A bomb exploded in a teahouse in a village in northeast Nigeria, killing 19 people and wounding two dozen more, the second major attack in a few weeks, security sources said on Thursday.
The blast in Kawuri village in Borno State on Wednesday evening was one of the deadliest in recent years in northeast Nigeria, where violence from a grinding jihadist conflict has been on the decline.
“There was an explosion at a tea joint in Kawuri around 8:00 pm yesterday. We have recovered 19 dead bodies and 27 injured,” Ibrahim Liman, a member of an anti-jihadist militia that works with the army, told AFP.
Two other militiamen confirmed the toll in Kawuri, around 50 kilometres (around 30 miles) from the state capital Maiduguri.
No group has claimed responsibility for Wednesday’s blast, but the Boko Haram jihadist group and their rival Islamic State West Africa Province are both active in Borno.
Borno State governor on Thursday declared a 24-hour curfew after the attack, a police statement said.
The curfew was imposed as Nigerians demonstrated nationwide Thursday over a cost of living crisis, including in the capital Abuja and Maiduguri.
Islamist militants still carry out ambushes, roadside bombings and kidnappings from rural hideouts, but bomb attacks in towns and villages are now less common in the northeast.
– ‘Surprise’ attack –
“Boko Haram struck in Kawuri last night.
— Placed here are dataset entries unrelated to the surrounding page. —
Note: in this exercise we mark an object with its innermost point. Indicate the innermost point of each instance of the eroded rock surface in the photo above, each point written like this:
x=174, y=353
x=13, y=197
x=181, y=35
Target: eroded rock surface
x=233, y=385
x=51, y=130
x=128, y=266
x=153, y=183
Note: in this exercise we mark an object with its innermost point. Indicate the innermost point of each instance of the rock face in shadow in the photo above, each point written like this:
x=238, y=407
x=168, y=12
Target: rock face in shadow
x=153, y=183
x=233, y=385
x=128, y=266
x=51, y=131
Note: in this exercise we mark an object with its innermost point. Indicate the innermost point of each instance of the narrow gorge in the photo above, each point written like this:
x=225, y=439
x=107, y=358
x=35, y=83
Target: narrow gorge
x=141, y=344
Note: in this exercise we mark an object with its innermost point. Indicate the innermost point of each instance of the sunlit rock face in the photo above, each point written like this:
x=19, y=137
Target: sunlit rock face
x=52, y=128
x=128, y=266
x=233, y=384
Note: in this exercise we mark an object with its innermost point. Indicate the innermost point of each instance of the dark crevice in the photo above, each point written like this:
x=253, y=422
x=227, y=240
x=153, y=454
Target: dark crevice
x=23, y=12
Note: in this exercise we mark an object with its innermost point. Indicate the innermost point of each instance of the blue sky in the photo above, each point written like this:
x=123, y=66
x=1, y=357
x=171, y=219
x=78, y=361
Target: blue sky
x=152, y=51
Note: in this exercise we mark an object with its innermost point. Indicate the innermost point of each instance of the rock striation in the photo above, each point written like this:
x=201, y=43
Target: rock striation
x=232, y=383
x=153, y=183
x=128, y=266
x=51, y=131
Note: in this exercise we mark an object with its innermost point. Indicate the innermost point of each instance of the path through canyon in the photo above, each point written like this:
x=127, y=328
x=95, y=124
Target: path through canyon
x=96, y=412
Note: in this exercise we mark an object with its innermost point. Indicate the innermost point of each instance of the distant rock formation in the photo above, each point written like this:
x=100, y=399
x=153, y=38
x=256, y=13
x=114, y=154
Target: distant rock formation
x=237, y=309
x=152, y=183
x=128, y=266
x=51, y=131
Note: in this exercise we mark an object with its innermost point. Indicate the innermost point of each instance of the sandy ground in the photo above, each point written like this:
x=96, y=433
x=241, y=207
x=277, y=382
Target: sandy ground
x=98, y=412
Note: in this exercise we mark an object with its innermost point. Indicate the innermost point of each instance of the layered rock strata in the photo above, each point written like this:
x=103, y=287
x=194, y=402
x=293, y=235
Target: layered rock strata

They took us all by surprise because it has been a while without such attacks,” Babakura Kolo, a militia commander, told AFP.
The wounded were transported to hospitals in Maiduguri, he said.
Nigeria’s military did not immediately respond to a request for confirmation.
The Kawuri attack came just weeks after multiple suicide attackers killed 32 people in Borno State’s Gwoza area when they targeted a wedding, a hospital and a funeral.
Large bomb attacks have become rare since Nigeria’s army pushed militants back from territory they controlled at the height of the conflict in 2014. Chadian forces helped drive jihadists out.
Tackling insecurity was one of the priorities for President Bola Ahmed Tinubu when he came to office more than a year ago.
Nigeria’s armed forces are also fighting heavily armed gangs in the country’s northwest.
More than 40,000 people have been killed by the jihadist conflict in the northeast, and another two million have been displaced since 2009.
Hundreds of thousands of people have also been displaced in the northwest and central states of Nigeria, where gangs known locally as bandits target villages and farms for mass kidnapping for ransom.